WELCOME TO SPRING BREAK

welcometospringbrak3 Stars  1988/91m

A.k.a. Nightmare Beach

Director: Harry Kirkpatrick / Writers: Umberto Lenzi & Vittorio Rambaldi / Cast: Nicholas De Toth, Sarah Buxton, John Saxon, Rawley Valverde, Lance Le Gault, Michael Parks, Fred Buck, Luis Valderama, Yamilet Hildago.

Body Count: 11

Dire-logue: “Welcome to spring break: the annual migration of the idiot.”


The leader of a biker gang is sent to the electric chair in the same week than 100,000 students descend on Venice Beach for their annual Spring Break knees up, sparking a series of intertwined events that begins with the electrocution of a pretty hitcher by a dark-visored biker…

Best buds Skip and Ronnie, meanwhile, have arrived for the week and start it off by upsetting The Demons, the biker gang to whom the recently departed (?) belonged, while pervert cop John Saxon skulks about threatening to send everyone to prison. Electrocutions continue with the leather-clad killer doing away with young vacationers and the odd local who gets in the way, including a girl who’s using her room to earn some college cash by screwing older men and the slasher movie fixture, the prankster, who pretends he’s dead one too many times…

Ronnie gets himself burnt beyond recognition and Skip teams up with waitress Gail, twin sister of dead biker’s victim, and they discover that the Mayor, Saxon’s ropey cop and a local doctor are covering up the truth and will do whatever they can to prevent the feisty duo from bringing it out into the open.

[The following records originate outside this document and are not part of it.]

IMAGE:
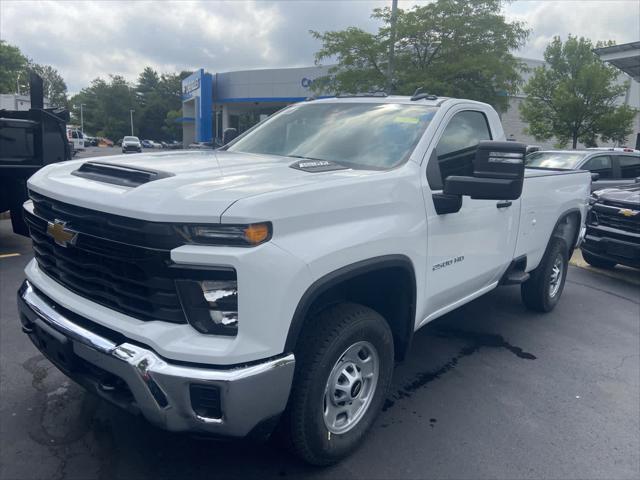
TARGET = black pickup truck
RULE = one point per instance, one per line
(613, 228)
(29, 140)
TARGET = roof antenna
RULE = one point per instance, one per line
(418, 95)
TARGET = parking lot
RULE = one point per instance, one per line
(491, 390)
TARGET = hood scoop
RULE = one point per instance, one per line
(310, 165)
(118, 174)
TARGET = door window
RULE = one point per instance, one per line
(457, 147)
(601, 164)
(629, 166)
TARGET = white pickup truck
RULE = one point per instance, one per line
(275, 281)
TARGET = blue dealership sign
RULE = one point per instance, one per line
(198, 86)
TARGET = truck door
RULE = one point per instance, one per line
(468, 250)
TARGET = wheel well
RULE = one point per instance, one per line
(388, 287)
(568, 228)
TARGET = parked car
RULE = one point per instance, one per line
(289, 252)
(90, 141)
(131, 144)
(29, 140)
(202, 145)
(75, 136)
(172, 145)
(615, 167)
(613, 228)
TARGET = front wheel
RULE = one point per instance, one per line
(543, 289)
(344, 364)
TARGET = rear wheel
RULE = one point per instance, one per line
(544, 287)
(597, 261)
(344, 364)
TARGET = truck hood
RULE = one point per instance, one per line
(197, 186)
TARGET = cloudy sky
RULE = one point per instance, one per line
(84, 40)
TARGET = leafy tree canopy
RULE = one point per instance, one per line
(155, 98)
(450, 47)
(574, 96)
(15, 70)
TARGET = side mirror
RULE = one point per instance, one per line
(498, 173)
(228, 135)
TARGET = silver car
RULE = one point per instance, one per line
(615, 167)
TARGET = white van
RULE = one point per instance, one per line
(76, 138)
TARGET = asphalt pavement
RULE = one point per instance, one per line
(489, 391)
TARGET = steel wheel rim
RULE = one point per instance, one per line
(555, 279)
(351, 387)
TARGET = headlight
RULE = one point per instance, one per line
(229, 235)
(211, 306)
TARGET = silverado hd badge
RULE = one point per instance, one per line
(314, 165)
(627, 212)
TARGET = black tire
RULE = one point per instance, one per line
(537, 293)
(322, 345)
(597, 261)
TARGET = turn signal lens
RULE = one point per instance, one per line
(228, 235)
(257, 233)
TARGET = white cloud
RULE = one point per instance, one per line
(84, 40)
(597, 20)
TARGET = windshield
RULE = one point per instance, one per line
(562, 160)
(358, 135)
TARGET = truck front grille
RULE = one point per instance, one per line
(136, 280)
(609, 218)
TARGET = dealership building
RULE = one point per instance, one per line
(213, 102)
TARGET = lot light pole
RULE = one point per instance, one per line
(392, 41)
(81, 119)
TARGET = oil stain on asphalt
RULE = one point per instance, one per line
(477, 341)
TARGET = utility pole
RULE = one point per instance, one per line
(392, 42)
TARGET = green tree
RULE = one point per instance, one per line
(15, 71)
(449, 47)
(55, 88)
(106, 106)
(574, 97)
(13, 64)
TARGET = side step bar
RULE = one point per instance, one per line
(515, 274)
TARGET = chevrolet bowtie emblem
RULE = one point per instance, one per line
(627, 212)
(61, 234)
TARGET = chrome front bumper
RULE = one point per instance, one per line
(140, 381)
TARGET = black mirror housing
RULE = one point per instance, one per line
(498, 173)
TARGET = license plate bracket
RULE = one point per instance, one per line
(55, 346)
(620, 250)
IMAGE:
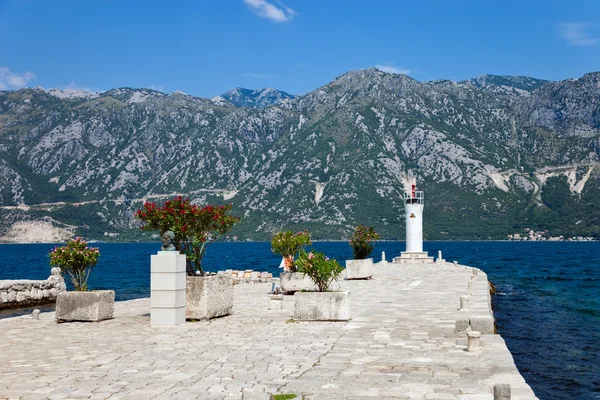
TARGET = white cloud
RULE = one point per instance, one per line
(268, 10)
(11, 80)
(392, 70)
(259, 76)
(575, 33)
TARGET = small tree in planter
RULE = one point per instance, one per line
(195, 228)
(287, 244)
(77, 259)
(322, 305)
(362, 243)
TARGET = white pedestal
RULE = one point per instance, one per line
(167, 289)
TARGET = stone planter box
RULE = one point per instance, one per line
(91, 306)
(208, 296)
(322, 306)
(275, 301)
(359, 269)
(291, 282)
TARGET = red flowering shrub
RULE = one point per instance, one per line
(195, 227)
(77, 260)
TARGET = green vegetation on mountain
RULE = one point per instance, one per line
(494, 155)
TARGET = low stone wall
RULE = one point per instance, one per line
(247, 276)
(22, 293)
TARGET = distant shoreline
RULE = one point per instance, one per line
(336, 241)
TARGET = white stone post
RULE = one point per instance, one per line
(473, 341)
(167, 289)
(464, 302)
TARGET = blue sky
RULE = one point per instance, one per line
(207, 47)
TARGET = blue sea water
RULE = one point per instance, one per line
(547, 308)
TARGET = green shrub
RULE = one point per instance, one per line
(77, 260)
(287, 244)
(195, 227)
(321, 270)
(363, 241)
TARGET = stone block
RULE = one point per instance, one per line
(167, 289)
(502, 392)
(473, 341)
(167, 261)
(167, 281)
(291, 282)
(94, 306)
(275, 302)
(483, 324)
(167, 317)
(167, 298)
(461, 325)
(359, 269)
(208, 296)
(322, 306)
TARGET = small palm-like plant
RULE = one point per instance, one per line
(321, 270)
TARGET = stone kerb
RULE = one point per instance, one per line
(92, 306)
(291, 282)
(476, 304)
(359, 269)
(322, 306)
(208, 296)
(22, 293)
(167, 289)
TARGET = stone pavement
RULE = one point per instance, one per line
(400, 344)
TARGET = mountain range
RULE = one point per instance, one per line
(494, 155)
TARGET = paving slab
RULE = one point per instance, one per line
(400, 344)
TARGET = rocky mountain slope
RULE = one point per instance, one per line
(494, 154)
(258, 98)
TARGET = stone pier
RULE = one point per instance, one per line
(401, 343)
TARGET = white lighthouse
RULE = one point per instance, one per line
(413, 209)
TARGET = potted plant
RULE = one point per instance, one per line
(194, 229)
(77, 259)
(287, 244)
(323, 304)
(362, 243)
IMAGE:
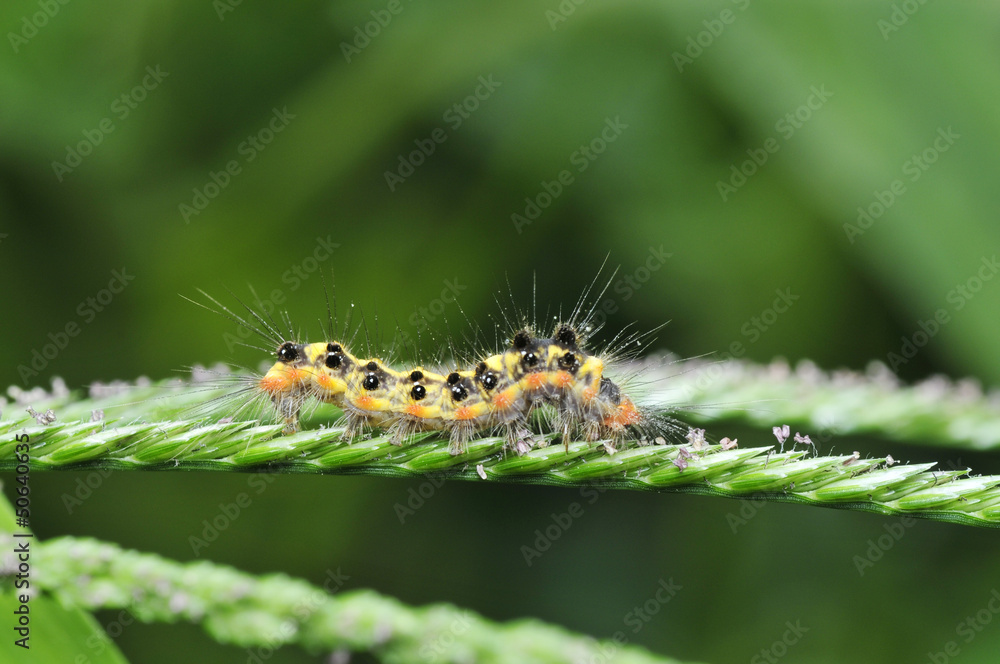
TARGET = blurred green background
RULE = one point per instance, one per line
(211, 145)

Lenzi, was actually fired from the movie at the start of production but stuck around as an advisor for his replacement, Kirkpatrick. Sadly, this leaves only a hell of a lot of unanswered questions and should-be victims who simply disappear from the story when, by rights, they should be frazzled to DEATH!!! There is, however, a sense of Nancy Drew fun to it all that doesn’t appear in contemporary mystery-slashers, marred only by the ridiculous outcome of the plot secrets and some cheesy 80’s music to top it off.

Blurbs-of-interest: B-movie fixture John Saxon was also in Elm Streets 1 and 3 and the New Nightmare; Tenebrae, The Baby Doll Murders and Black Christmas; Nicholas De Toth became a film editor who worked on some big Hollywood productions such as X Men Origins: Wolverine, Die Hard 4.0 and Terminator 3; Umberto Lenzi directed giallo gem Eyeball.

2 comments

  • I really dig this film for the exact Nancy Drew-type reasons you mention. If they’d tied up the loose ends and added some more suspense (the one or two tense sequences are, after all, quite good) this could’ve been a minor classic.

  • Totally agree, it was so almost there!!

    Thanks for visiting!!! I’ll link back to you!